NYタイムズ「スパイの巣窟」報道が突き付けたもの~問われる国家の能力と信頼性(筑波大学教授・東野篤子):時事ドットコム

 7月12日付の米紙ニューヨーク・タイムズ(NYT)の調査報道「プーチンはいかにして日本をスパイの巣窟にしたのか」は、そのセンセーショナルなタイトルもあいまって、日本に大きな衝撃をもたらした。

 同紙の報道が日本に突き付けた問題は、主に四つに分類できる。第一に、ロシア軍参謀本部情報総局(GRU)が日本国内で活動し、先端技術と物流網に接近しているという防諜上の問題。第二に、日本製の民生・デュアルユース部品が第三国経由でロシアに流れ、ミサイルや無人機に組み込まれているという輸出管理上の問題である。

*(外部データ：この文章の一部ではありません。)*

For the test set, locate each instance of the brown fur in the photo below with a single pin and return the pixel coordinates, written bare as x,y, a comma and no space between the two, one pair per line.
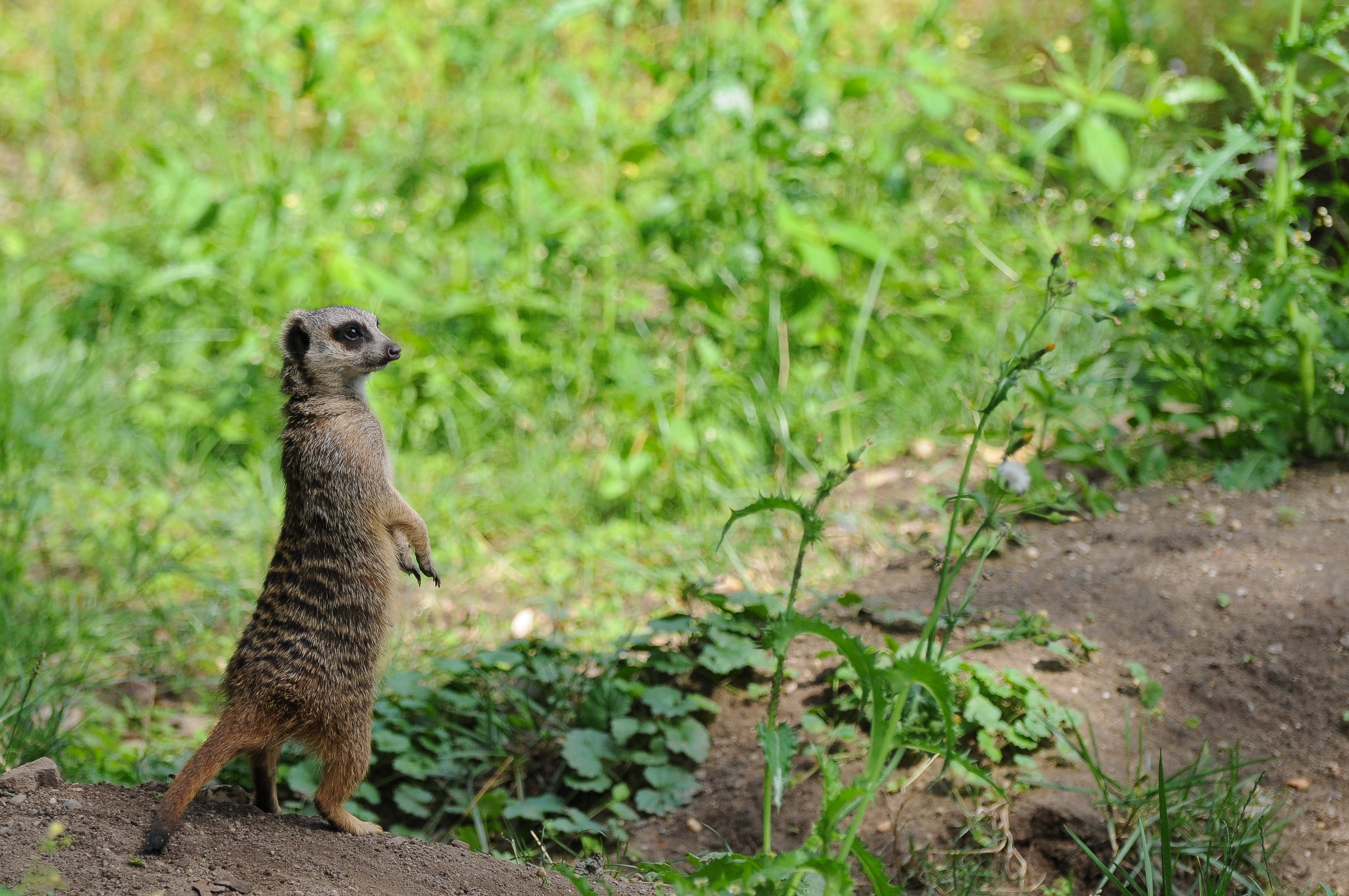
307,664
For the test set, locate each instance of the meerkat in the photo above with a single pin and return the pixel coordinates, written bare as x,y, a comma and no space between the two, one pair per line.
307,663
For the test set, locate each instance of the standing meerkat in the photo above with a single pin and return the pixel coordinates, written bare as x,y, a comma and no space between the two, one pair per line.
307,664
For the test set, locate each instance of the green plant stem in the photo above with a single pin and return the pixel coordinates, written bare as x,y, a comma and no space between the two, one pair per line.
1286,149
943,587
779,669
1282,179
854,357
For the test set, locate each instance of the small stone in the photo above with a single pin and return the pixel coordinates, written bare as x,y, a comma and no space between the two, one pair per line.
587,867
223,794
30,776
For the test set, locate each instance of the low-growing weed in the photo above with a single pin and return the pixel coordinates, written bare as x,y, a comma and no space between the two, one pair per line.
42,879
908,698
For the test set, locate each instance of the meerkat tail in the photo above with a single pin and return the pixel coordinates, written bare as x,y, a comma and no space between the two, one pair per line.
232,735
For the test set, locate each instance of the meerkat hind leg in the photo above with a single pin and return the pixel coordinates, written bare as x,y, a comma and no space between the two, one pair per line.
265,779
346,763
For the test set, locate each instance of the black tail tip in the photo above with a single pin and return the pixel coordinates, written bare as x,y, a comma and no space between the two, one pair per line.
156,843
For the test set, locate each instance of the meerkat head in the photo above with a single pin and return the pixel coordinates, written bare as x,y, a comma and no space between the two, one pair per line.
330,351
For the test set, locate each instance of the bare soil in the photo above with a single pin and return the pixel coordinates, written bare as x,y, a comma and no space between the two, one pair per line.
227,848
1269,673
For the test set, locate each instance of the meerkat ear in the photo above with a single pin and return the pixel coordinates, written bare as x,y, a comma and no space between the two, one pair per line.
296,341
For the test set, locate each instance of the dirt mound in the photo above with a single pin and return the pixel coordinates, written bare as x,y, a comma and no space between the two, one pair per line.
231,848
1237,604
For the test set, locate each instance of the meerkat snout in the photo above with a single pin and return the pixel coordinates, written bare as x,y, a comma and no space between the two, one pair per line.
332,350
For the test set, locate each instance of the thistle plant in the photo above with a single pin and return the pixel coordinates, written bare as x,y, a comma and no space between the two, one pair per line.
1015,478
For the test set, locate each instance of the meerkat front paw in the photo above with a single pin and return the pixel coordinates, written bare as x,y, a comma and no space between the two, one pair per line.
365,829
429,570
405,556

 第三に、警察、外務省、経済産業省、税関などがそれぞれ保有する情報を、迅速な捜査、輸出停止、企業への警告、制裁対象の指定に結び付けられていたのかという、省庁間連携の問題。第四に、ウクライナをはじめとする各国政府から繰り返し警告を受けながら、日本政府が個別案件について何を調査し、どのような是正措置を講じたのかが、外部からほとんど見えないという説明責任の問題である。

 NYTは、西側5カ国の現・元情報当局者への取材などを基に、GRUの「第20局」が日本で軍事転用可能な技術を調達し、その活動を、アエロフロート東京支店に勤務するマクシム・フィルチェンコフが指揮していると報じた。日本の物流会社との関係や、スリランカ、ウズベキスタン、ベトナムなどを経由する商流も指摘している。

 ただし、記事中で名指しされた物流会社の経営者は、フィルチェンコフが情報機関員であることを知らず、禁止品の輸送にも関与していないと否定している。同社は違法行為で訴追されていない。日本の製造企業が、ロシア軍への転用を認識しながら販売したことを示す証拠も提示されていない。この点は明確にしておく必要がある。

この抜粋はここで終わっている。